「家で飼っていた猫がいなくなってしまって、しばらくしてから帰ってきたという話を聞いたことありませんか? それ、帰ってきた子は普通の猫じゃなくなっているのです」
「ああ、動物番組とかで…そうなのかぁ」
たしか、再現VTRだったと記憶している。行方不明の猫を探す飼い主の心境はいかばかりかと胸が痛くなったが、ふらっと戻ってきた猫を泣きながら抱きしめていたシーンを覚えている。
猫又になろうがなにになろうが、ずっとそばにいてほしいと思うだろう。
猫と暮らしたことがなくても、想像できた。
「萩さんと牡丹さんも、ふらっといなくなって戻ってきたタイプの猫又なんですか?」
「そうですよ」
「牡丹さんも一緒に?」
「いいえ。あの時は牡丹に凄く心配をかけてしまいましたね」
萩は、言いたくないのかもしれない。
なんとなくそんな雰囲気を感じ取り、乃里はそこから突っ込んで聞けなくなってしまった。

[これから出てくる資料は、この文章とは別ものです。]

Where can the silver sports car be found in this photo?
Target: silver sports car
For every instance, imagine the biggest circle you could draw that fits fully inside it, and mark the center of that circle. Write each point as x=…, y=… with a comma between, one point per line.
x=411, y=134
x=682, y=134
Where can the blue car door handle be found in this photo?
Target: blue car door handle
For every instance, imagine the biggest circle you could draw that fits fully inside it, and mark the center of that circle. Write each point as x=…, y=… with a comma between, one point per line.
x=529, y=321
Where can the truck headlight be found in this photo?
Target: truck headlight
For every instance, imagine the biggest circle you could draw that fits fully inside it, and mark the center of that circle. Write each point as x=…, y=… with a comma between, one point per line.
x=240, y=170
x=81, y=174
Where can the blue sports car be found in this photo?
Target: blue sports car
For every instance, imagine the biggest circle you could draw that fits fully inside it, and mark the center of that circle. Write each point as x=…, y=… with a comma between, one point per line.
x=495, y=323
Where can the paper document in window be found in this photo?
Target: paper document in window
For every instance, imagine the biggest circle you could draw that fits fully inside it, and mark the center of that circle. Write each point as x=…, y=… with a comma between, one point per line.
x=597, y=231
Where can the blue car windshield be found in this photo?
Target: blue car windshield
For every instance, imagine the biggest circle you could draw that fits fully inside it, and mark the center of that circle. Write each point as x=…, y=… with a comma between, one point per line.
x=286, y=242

「まぁ、僕たちにしかわからない思い出話です。乃里さんはいまの僕たちを好きでいてほしいです」
「あ、なんかその言い方とても猫っぽいです」
ふふふと上品に笑う萩。
乃里は座席の背もたれに体を戻す。膝の上の牡丹はピクリとも動かず、まるでビニールに入れた温かい液体のような感触だ。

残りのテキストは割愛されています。